Rosen, owner of the Rosen Shingle Creek hotel where the summit took place, spoke during a dinner Saturday evening of his son’s two-and-a-half year battle against brain cancer. He said his gift was a direct result of the care and compassion his son received from UF Health neuro-oncologists.
The gift will support research at UF Health, contribute vital seed money for the ReMission Alliance, and add significantly to the UF Health Cancer Center’s growing resources to fight fatal diseases. The suite that houses the UF Health Neuromedicine practice at the UF Health Neuromedicine Hospital and the neuro-oncology laboratories within UF’s Evelyn F. and William L. McKnight Brain Institute will be named in honor of Adam Michael Rosen.
“Throughout the two-and-a-half years, he fought gallantly every single day,” Rosen said of his son. “I know how extraordinarily proud he would be to have his name on the clinic and the labs, but more importantly, I know how proud he would be to have his name on the lab …,” he paused, choked with emotion, “where the cure for cancer was found.”
Rosen said he believed what differentiates the ReMission Alliance is its groundbreaking collaborative philosophy that undoubtedly will create a new paradigm in cancer research.
“And now, instead of a competitive, non-caring, non-sharing philosophy, the ReMission Alliance shall forever change this rather Stone Age approach to a much more pragmatic, productive and sharing initiative,” Rosen said. “In addition, we have no doubt that this new collaborative philosophy will dramatically impact in a very positive way the timeframe within which brain cancer treatments and cures shall be discovered.”
That collaborative philosophy extends not only to physicians and investigators, but experts in artificial intelligence and engineering who spoke at the summit. Greg Sawyer, Ph.D., a UF professor of mechanical and aerospace engineering who once worked on the Mars rover and since then has overhauled his lab and life’s work to focus on 3D manufacturing of tissues and cells after his own diagnosis of advanced cancer in 2013, brought his perspective as a luncheon speaker and a workgroup participant.
“What’s unique about this particular conference was the juxtaposition of people outside of the field,” said Amy Heimberger, M.D., a professor at MD Anderson Cancer Center in Houston. “Engineers ask, ‘Are you examining your failures?
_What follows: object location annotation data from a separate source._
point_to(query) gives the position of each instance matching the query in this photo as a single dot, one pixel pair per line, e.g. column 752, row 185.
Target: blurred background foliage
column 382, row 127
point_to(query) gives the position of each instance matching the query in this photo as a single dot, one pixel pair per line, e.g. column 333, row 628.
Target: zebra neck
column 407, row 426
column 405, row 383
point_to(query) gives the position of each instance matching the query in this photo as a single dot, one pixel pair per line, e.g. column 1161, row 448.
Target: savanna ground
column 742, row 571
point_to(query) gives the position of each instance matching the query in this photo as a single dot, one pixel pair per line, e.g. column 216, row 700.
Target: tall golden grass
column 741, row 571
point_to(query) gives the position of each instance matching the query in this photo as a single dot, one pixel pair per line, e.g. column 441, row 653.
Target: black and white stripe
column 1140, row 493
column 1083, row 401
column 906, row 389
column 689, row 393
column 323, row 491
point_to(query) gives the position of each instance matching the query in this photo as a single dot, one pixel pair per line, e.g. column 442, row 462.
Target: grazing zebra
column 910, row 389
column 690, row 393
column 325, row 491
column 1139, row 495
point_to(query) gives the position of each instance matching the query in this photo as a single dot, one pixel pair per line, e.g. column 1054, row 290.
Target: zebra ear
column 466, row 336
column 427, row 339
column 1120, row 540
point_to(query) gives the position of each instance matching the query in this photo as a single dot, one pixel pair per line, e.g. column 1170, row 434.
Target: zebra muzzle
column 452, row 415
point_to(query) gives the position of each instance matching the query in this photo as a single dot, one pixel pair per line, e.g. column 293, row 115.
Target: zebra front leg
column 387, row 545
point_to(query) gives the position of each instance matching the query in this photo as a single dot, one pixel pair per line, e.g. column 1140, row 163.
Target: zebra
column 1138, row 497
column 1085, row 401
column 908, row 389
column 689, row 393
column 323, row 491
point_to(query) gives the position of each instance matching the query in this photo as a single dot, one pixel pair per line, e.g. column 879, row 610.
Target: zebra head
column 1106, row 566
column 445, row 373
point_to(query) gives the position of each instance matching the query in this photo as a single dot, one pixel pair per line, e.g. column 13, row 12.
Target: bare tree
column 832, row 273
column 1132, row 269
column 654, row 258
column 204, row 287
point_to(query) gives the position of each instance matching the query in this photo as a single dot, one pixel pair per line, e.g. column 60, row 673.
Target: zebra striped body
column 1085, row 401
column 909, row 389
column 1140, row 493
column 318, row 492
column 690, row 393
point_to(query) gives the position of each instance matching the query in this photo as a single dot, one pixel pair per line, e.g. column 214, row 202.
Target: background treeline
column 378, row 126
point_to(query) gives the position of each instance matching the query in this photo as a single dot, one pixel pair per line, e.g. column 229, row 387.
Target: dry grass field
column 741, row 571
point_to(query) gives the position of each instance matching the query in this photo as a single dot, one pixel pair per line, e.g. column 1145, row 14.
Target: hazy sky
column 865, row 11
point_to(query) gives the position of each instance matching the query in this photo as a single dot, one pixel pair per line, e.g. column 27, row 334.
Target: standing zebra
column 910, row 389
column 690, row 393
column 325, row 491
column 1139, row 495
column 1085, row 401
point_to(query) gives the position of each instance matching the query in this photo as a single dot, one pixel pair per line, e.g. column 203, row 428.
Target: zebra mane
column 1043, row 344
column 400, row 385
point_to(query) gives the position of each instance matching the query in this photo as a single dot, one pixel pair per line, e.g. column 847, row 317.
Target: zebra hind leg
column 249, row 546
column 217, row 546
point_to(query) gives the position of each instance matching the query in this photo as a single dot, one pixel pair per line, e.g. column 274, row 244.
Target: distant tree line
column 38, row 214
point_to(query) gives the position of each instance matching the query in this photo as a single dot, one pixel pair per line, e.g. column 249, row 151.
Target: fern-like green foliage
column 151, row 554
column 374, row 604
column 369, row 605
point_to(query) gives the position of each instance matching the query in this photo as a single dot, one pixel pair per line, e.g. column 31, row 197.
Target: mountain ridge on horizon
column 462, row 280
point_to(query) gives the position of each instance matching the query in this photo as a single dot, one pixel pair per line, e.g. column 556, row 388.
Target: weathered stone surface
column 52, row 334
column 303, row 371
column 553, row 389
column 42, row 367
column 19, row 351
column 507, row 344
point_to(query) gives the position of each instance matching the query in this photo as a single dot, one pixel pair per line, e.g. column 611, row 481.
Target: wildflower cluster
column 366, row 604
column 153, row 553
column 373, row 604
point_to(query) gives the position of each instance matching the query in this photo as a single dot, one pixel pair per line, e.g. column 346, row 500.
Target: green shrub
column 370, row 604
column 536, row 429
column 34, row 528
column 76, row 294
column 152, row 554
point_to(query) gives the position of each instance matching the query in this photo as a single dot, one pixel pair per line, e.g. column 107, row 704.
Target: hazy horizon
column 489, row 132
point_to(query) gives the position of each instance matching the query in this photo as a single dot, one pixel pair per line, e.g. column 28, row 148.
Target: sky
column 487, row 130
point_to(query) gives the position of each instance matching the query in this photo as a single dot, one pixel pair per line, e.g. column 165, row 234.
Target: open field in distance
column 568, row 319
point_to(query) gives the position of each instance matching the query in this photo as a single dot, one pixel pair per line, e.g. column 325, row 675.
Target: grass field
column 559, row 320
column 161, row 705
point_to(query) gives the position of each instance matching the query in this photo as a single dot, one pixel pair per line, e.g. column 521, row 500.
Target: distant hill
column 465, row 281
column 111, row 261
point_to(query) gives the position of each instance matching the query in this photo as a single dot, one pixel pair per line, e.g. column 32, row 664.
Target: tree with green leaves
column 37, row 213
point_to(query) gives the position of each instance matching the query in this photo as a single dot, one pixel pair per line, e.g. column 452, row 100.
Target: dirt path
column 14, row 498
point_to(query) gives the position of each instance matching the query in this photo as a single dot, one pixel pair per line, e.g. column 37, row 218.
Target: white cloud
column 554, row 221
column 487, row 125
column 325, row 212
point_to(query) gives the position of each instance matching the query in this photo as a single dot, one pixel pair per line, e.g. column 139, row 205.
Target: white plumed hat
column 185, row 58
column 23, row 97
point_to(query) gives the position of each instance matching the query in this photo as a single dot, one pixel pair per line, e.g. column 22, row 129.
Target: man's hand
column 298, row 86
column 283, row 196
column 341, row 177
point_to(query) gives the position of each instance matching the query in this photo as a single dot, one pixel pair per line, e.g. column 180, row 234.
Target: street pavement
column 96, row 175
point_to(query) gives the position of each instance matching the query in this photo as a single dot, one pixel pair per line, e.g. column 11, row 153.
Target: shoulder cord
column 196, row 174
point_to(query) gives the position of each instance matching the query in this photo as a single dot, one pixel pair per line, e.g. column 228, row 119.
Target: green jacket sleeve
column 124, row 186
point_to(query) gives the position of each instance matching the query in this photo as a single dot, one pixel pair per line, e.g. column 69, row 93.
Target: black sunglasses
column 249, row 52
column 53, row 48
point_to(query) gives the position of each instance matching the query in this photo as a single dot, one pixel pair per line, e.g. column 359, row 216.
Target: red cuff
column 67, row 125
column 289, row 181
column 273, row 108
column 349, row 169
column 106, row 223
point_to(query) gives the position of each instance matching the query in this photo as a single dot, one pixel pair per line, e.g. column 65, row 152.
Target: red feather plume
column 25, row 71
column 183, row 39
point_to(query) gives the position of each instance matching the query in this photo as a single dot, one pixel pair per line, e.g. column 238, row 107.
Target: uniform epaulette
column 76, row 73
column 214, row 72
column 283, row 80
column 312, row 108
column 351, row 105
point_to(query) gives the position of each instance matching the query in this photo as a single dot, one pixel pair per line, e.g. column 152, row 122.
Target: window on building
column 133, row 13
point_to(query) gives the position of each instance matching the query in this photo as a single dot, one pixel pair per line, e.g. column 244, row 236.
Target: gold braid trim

Are you really looking at them carefully?’ … It’s been a wonderful opportunity to get those different perspectives from an engineering and systems biology approach.”
For his part, Sawyer said he hoped to foster more collaboration across the disciplines, and he spoke of the importance of learning from failure — something he said engineers are very good at.
“There are engineers out there who are ready to help, and can help, and it’s going to take some work to find how to communicate with one another,” he said. “But these two fields need to come together, and I think the successes are going to be found in the intersections.”
Sawyer contributed Sunday to one of four workgroups brainstorming two emerging approaches currently dominating the field: precision medicine, an approach that takes into consideration each individual’s variability in genes, environment and lifestyle; and immunotherapy, which aims to harness the power of the body’s own immune system in fighting cancer.
Two workgroups focused on pediatric brain cancer and two on adult, and plans call for publishing scientific papers on the important advances brought to light at the summit, which will reconvene annually over the next 10 years.